I have seen $2$ "forms" of the Ito formula which are essentially, in the end, equivalent. But my question is, having seen quite a few questions on stochastic differential equations, I am wondering when one is used and when another is.
One form is
$$dY_t=\bigg(\frac{\partial f}{\partial t}dt+\frac{\partial f}{\partial x}dX_t + \frac{1}{2}\frac{\partial^2 f}{\partial x^2}(dX_t)^2 \bigg)$$
while another is given, using the quadratic variation $(dW_t)^2=dt$ that
$$dY_t=\bigg(\frac{\partial f}{\partial t}dt+\mu \frac{\partial f}{\partial x}+\frac{\sigma^2}{2}\frac{\partial^2 f}{\partial x^2}\bigg)dt+\sigma \frac{\partial f}{\partial x}dW_t$$
where $W_t$ is a Brownian Motion and $dX_t=\mu dt+\sigma dW_t$.

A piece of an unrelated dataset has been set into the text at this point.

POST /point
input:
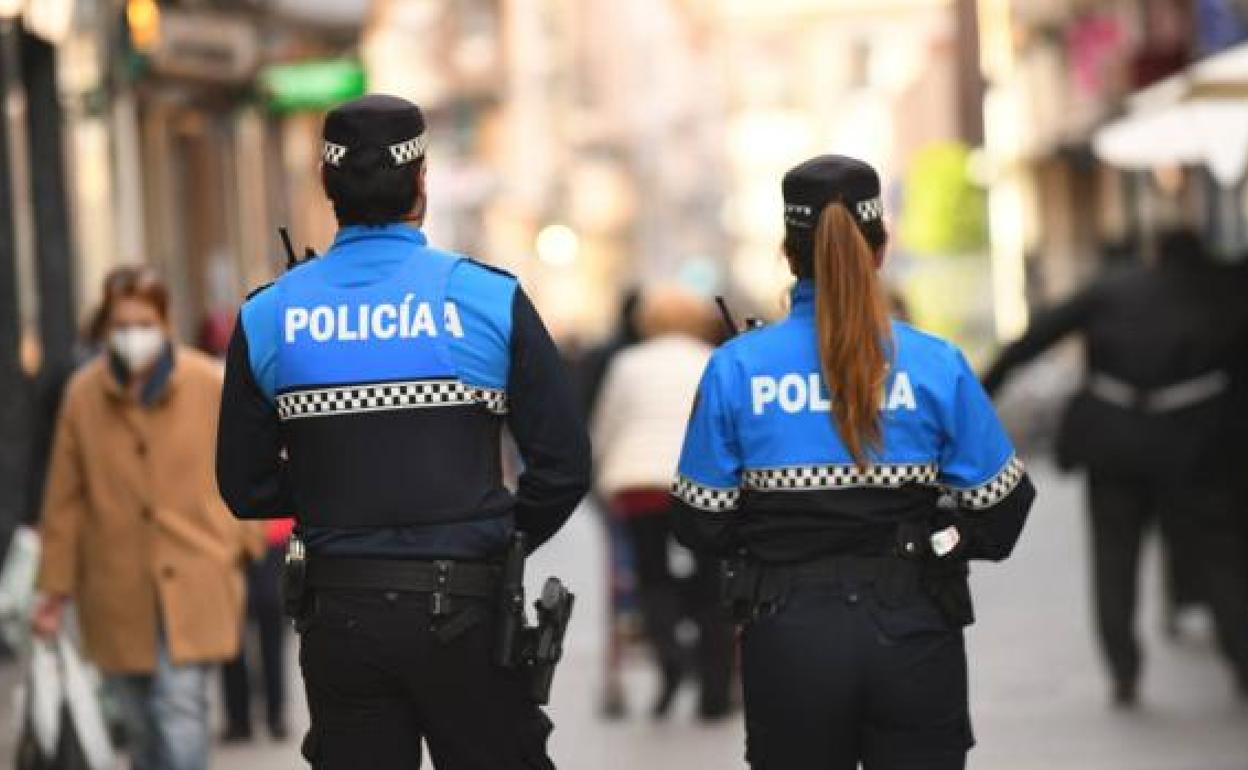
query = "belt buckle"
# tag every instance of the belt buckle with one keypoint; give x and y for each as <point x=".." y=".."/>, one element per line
<point x="439" y="600"/>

I saw some times, people use the former to find solutions and whatnot while some have used the latter.
What tells you, in a question, to use which form? Which one is more efficient to use than the other for some questions? Is there a general idea as to how to judge that?
Thank you
The second is a specialization of the first to the case $dX_t = \mu dt + \sigma dW_t$. If your $X_t$ satisfies this, use the second one, if not -- use the more generic one.